Non-Strangulated (Non-Obstructed) Inguinal Herniarepair is the most common operation performed on premature infants. If it is easily reducible and causing no other problems, it is recommended that it is operated on before the infant’s discharge home.

Clinical Presentation

  • Painless swelling in the inguinal region (groin)
  • More common in males (88%). In boys, 60% are on the right, 25% on the left and 15% of cases are on both sided.
  • More common in premature infants and in infants with raised intra-abdominal pressure.
  • May feel an impulse on crying straining or coughing.

Management

  • Inguinal hernia repair is necessary because of the danger of strangulation (twisting with blood supply being cut off).

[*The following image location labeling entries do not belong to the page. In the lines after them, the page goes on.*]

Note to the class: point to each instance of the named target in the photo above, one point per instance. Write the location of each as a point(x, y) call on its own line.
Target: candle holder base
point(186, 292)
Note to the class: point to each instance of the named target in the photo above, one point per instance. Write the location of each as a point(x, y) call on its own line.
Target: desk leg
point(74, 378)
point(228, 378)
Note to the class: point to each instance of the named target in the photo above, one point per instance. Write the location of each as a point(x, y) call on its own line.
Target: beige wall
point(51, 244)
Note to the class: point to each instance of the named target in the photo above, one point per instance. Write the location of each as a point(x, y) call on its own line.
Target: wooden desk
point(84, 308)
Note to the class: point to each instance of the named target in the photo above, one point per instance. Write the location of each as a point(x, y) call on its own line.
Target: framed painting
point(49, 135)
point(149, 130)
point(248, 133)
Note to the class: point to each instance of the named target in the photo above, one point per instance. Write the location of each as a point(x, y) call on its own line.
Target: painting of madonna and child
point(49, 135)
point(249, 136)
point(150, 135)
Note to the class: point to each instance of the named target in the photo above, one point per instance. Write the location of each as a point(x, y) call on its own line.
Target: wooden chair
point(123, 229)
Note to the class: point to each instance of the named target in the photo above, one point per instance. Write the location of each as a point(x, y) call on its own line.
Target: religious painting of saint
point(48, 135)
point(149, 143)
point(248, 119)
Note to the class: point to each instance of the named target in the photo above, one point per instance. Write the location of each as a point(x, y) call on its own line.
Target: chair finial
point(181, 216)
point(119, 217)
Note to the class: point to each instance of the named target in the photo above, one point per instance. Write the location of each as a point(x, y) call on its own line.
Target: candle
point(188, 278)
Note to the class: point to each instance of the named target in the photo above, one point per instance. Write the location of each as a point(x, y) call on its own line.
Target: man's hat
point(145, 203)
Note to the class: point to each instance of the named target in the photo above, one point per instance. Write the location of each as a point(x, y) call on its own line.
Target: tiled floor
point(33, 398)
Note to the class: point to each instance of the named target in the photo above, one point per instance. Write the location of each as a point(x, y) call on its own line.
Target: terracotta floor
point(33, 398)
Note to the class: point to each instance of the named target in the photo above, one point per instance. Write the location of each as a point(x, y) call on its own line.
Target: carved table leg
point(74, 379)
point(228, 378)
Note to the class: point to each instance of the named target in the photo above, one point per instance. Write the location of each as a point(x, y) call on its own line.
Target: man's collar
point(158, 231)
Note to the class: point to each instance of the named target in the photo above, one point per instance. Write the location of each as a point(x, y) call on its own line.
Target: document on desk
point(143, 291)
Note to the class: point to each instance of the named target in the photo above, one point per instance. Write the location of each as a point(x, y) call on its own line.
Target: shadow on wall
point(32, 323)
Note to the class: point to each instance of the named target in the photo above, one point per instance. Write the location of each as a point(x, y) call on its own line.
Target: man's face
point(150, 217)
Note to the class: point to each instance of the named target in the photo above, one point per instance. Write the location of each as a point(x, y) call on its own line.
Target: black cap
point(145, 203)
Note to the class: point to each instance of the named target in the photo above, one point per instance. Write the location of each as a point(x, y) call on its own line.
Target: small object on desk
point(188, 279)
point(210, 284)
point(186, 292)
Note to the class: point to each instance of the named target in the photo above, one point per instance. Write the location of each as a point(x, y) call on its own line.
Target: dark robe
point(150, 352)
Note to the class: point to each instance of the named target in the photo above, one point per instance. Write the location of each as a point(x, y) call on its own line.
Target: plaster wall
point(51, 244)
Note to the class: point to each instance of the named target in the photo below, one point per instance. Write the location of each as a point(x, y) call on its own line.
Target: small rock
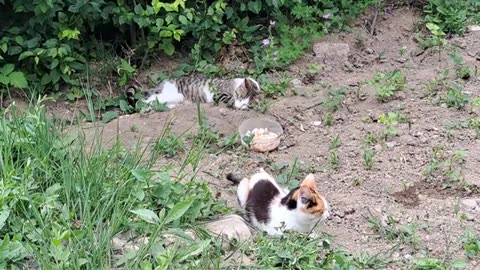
point(296, 83)
point(470, 203)
point(232, 226)
point(223, 111)
point(411, 141)
point(473, 28)
point(331, 51)
point(391, 144)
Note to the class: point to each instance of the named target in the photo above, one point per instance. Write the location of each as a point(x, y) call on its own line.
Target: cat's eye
point(305, 200)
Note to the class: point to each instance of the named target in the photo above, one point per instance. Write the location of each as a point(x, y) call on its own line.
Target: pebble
point(391, 144)
point(470, 203)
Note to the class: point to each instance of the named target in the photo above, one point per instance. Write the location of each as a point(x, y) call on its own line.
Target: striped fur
point(237, 93)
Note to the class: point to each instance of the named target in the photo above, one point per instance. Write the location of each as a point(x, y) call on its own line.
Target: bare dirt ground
point(395, 186)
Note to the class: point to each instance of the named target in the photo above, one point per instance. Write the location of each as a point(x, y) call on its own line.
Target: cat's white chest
point(169, 94)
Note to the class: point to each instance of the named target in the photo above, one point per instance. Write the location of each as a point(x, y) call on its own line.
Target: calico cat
point(236, 93)
point(273, 209)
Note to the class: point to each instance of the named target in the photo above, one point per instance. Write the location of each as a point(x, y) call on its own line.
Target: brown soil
point(395, 186)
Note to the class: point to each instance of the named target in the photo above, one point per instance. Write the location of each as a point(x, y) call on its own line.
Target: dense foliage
point(48, 43)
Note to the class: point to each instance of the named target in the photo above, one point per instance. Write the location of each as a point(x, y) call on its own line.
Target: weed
point(456, 98)
point(391, 230)
point(387, 83)
point(436, 264)
point(275, 89)
point(391, 120)
point(334, 100)
point(328, 119)
point(333, 158)
point(471, 243)
point(169, 144)
point(446, 167)
point(262, 106)
point(438, 38)
point(462, 71)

Strangulated (Obstructed) Inguinal Hernia

A loop of small intestine becomes trapped in the hernial sac. Early reduction is important to save the trapped bowel and also the testis on the same side. The testicular vessels can be severely comprised by a tense hernia in infants.

Clinical Presentation

  • Inconsolable crying and a lump in the inguinal region.
  • The lump is often tense, tender and not reducible.
  • There may be vomiting and abdominal distension.
  • The infant may deteriorate so careful monitoring and prompt intervention is necessary.

Management

  • Admit to hospital
  • Stop feeds, Insert IV, take blood tests and start IV fluids.
  • Start IV antibiotics.
  • Abdominal x-rays.
  • Emergency surgery: Surgical repair is via a small incision over the groin area.